Thursday, April 2, 2009


Oh, it's on baby!

With Easter only a week away, the subtle battle to get my children into church has just gone digital. My in-laws are getting desperate. Remember the day before election night, the Republicans dragged Rev. Wright out again in those scary commercials? Yeah, it's getting that desperate.

QUICK RECAP: A few weeks ago, my wife's aunt sent our daughters some very pretty, very useless Easter dresses. Earlier this week, my mother-in-law, the first female deacon of her church, began asking about our Easter day plans of which we have none. If I'm not mistaken we'll be at Hershey Park the day BEFORE Easter but somehow I don't think those dresses will fly there.

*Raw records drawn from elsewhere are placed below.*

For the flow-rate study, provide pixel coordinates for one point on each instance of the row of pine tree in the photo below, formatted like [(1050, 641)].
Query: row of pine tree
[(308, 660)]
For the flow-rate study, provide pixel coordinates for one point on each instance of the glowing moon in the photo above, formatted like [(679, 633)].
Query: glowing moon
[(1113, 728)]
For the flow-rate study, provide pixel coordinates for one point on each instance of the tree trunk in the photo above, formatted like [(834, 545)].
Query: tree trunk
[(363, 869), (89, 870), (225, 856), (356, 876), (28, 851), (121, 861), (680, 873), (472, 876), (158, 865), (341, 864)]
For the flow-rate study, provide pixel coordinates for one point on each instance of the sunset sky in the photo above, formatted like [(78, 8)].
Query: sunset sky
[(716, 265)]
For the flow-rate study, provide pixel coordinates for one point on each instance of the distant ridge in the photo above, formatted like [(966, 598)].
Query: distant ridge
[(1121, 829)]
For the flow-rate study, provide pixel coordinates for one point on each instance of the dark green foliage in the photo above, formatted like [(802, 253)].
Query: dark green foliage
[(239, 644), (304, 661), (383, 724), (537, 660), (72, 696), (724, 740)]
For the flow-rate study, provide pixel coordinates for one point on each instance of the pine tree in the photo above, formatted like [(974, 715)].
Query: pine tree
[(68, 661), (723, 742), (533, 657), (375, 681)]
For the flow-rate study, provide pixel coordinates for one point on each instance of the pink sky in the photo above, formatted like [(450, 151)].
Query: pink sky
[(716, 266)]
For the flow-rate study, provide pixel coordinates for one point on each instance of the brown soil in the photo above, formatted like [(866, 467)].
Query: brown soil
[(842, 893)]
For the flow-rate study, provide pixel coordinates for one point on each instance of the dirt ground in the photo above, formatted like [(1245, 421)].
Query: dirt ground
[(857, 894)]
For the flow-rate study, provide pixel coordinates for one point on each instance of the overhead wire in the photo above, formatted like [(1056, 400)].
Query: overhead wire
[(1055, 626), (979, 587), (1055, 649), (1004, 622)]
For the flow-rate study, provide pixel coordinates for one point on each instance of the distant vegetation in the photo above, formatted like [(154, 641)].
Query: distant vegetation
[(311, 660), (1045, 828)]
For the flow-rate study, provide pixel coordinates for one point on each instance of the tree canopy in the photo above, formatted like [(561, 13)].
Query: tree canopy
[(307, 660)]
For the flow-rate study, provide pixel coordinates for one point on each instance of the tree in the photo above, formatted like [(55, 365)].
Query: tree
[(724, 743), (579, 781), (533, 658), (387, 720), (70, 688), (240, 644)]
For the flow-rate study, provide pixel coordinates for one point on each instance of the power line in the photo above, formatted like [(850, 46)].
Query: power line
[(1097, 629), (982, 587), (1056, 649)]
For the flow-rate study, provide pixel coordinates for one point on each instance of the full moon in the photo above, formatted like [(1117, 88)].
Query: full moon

Just yesterday, however, my mother-in-law fired off the following email to my wife and brother-in-law:

Direct Your Children in the Right Path
Proverbs 22:6 (NLT)

I was really blessed when I heard my 3-year-old grandson tell the story of Jonah and the whale from a toddler’s perspective. I was blessed by the fact that my son and daughter were teaching him the Word of God at an early age. . .nothing is as important as bringing up your child in the fear and admonition of the Lord. In Proverbs 22:6 we find these words that encourage us to impart to our children the ways of the Lord: "Direct your children onto the right path, and when they are older, they will not leave it." The writer is clear that the training must start at an early age, so that when they become mature they will not depart from the ways of the Lord. He also recognizes the importance of the parents themselves walking in the ways of the Lord.

In other words: PLEASE, please, PLEASE take my grandchildren to church this Easter.

Trouble is, my wife is stubborn and will keep our children out of church JUST because she's being pushed to do it. Me, I honestly don't think I've ever been in church on Easter -- historically I spend that day gorging on chocolate rabbits and picking that plastic grass out of my sheets -- so I don't know what I'm missing. Besides, celebrating the death and supposed resurrection of a thousand-year-old Jewish guy by listening to another guy hoot and holler for three hours sounds EXACTLY like the last thing I'd like to do with my Sunday.

But back to the email.
Here's what I find ironic about it. Both my wife and her brother were raised in church. They sang the songs, went to Sunday school, performed in plays -- the whole kit and caboodle. In other words, they were on the "right path" so says the email, and yet . . . neither of them attend church now unless its for a funeral, wedding or a guilty trip while visting their mom. I'm not sure either would pass the Christian litmus test.

On top of that, both married people outside their "faith" and none of our kids can tell you the difference between Noah and Nebakanezer. You know my story, but you don't about my brother-in-law's wife. Raised as a Jehovah's Witness, she has since defected and become a super non-JW Christian. Well, not really, but she celebrates Christmas like nobody's business which is a cardinal sin for JWs. That and being taken seriously. In short, she's as much a Jehovah's Witness as I am a giraffe.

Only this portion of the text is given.